Monarchy: servant leadership

James and John ask to be the leaders of the nascent Church. Jesus does not say that there is anything wrong with this per se, but he tells them that they don't really know what they are asking. If they want to lead, they will have to be baptised with the baptism he is going to be baptised with: that is, his death on the Cross. "You are not to be like the Gentile rulers and tyrants who lord it over their people," he says. "The great among you must be servants, and the greatest a slave to all."
Songs by the Sex Pistols, Hollywood movies and the consensus of sneering, metropolitan comedians might tempt you to believe that the villainous tyrants to whom Jesus objects are kings and queens. Yet compare the behaviour of American presidential candidates with that of our Queen, and you can quickly dispel the myth of republican superiority. Her commitment to selfless public service is indisputable even by the most hardline critics of the Crown. Forgive me for aiming at such easy targets, but the same cannot be said for Donald Trump or Hilary Clinton.

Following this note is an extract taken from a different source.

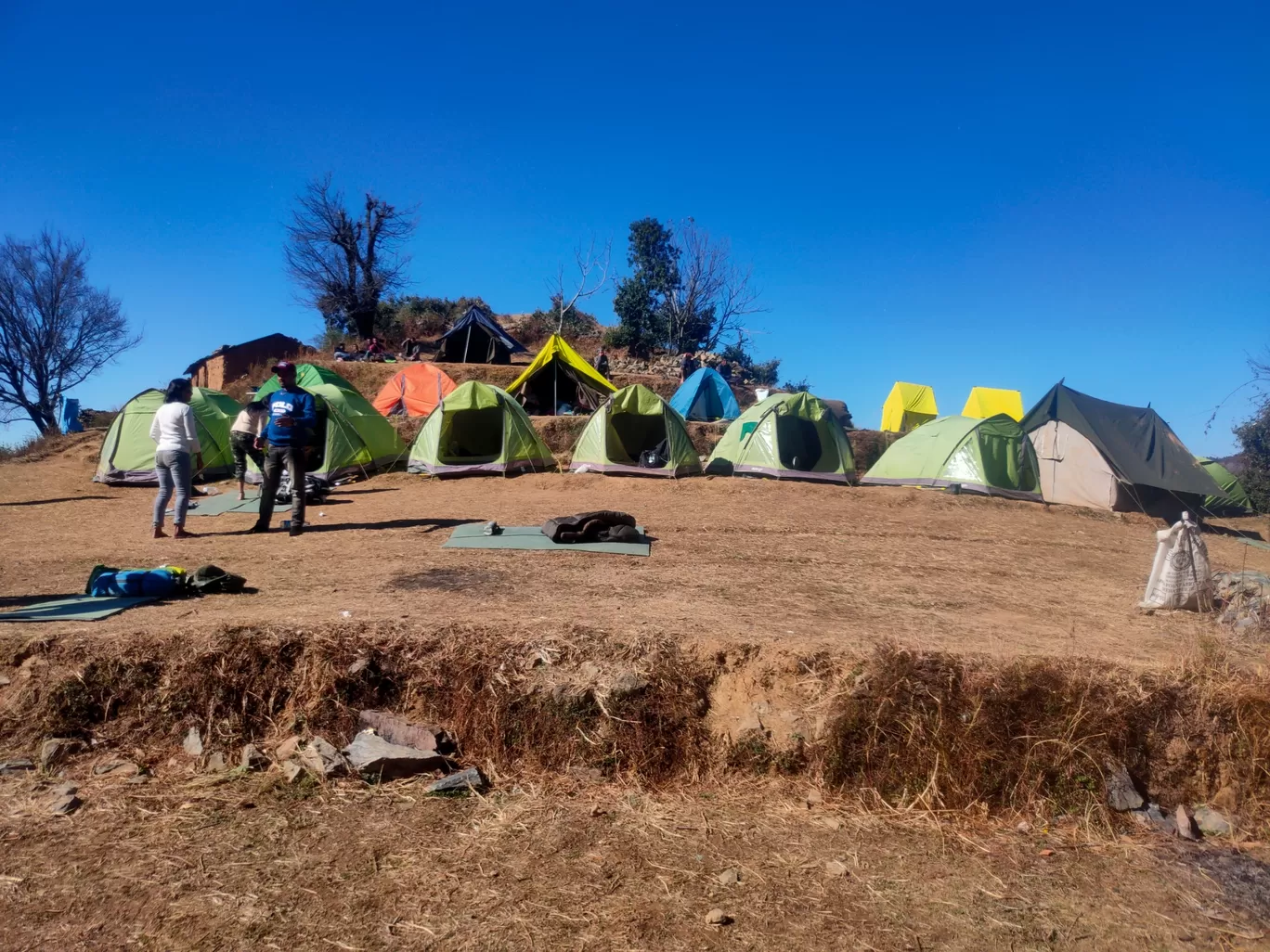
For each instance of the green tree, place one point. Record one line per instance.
(1253, 435)
(639, 301)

A brief overview of history will reveal many atrocities committed by absolute monarchs, but nothing on the scale of violence committed by Cromwell's Protectorate, the French revolution, or the various fascistic or Soviet republics of the twentieth century. In the present day, Transparency International lists only three republics in the top ten least corrupt countries and only three monarchies in the bottom ten. Modern constitutional monarchies are among the least corrupt countries in the world. Many northern European ones, far from being blighted by class division, are also the most egalitarian (note that there have been far more women monarchs than presidents).

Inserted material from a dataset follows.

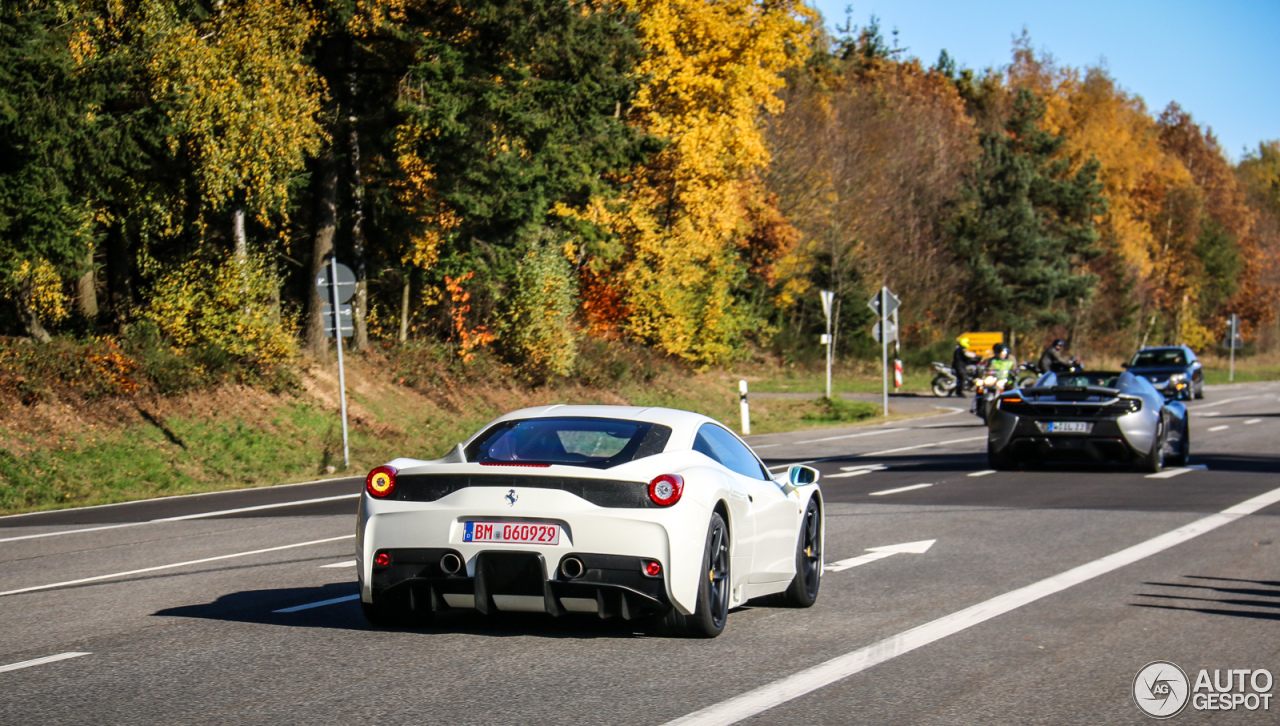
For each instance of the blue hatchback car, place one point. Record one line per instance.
(1170, 366)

Why might this be? The avowedly apolitical nature of the modern constitutional monarch certainly has something to do with it. It is harder to buy the favours of someone who is not competing for office. There is also the implicit lack of ambition involved: not having to campaign for their post, monarchs can afford humility. Further, it is safer to have one's police, judiciary and Armed Forces swearing loyalty to a suprapolitical institution rather than to a partisan individual.

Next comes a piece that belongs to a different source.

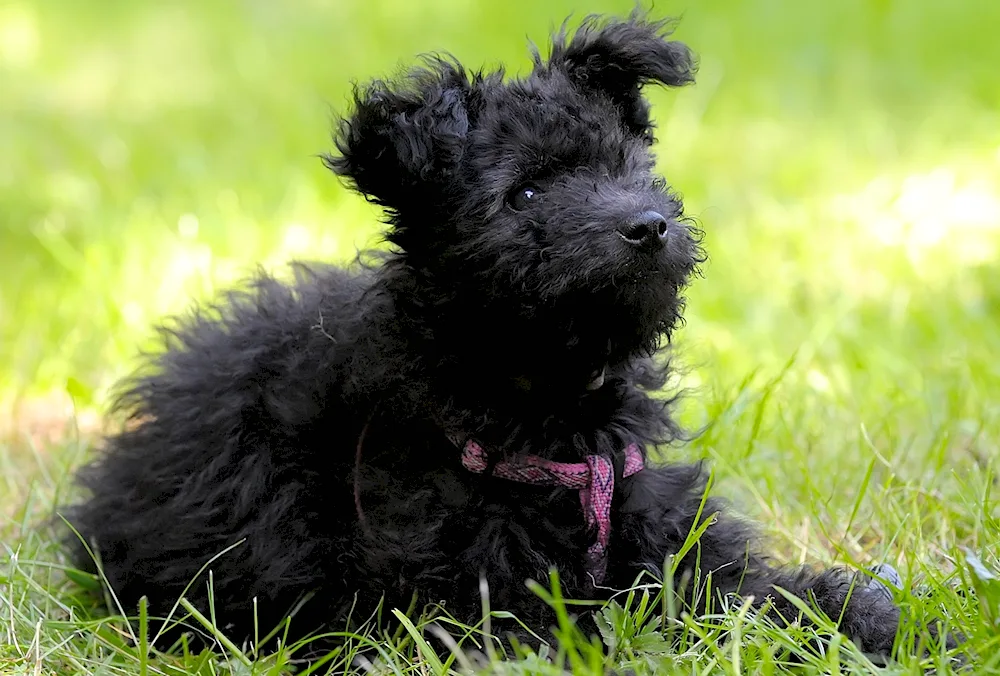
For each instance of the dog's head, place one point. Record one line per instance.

These are all arguments that a secular apologist for the monarchy might employ. But as a Christian, and especially as an Anglican, I think there is something more to it than that. There is also the sacral dimension. The monarch is crowned and anointed by the Church, not by the people, albeit with the assumption of their assent. She is crowned not to her own glory or a personal fiefdom, but into the self-sacrificial kingship of Christ himself, and is therefore bound to his model of service. Nor is this merely a voluntary and dissoluble bond, but arguably a sacramental one. The oaths a monarch makes to the nation have the same gravity as marriage vows, and as with marriage, those vows are sealed by nothing less than God the Holy Spirit. So do we trust God to fulfil his half of the promise?
I am not at all sure when the people were consulted on the change of our nation's status from Christian monarchy to secular democracy, but by apparently undemocratic means the change has undeniably been effected. Yet even in this secular democracy, perhaps there is space for a leader who is not only personally but even institutionally bound to and answerable to a higher authority than herself. Indeed, if modern geopolitics and recent history are anything to go by, monarchies have proven better protectors of democracy than dictatorships of the mob. But proof avails little in the face of modernist common sense.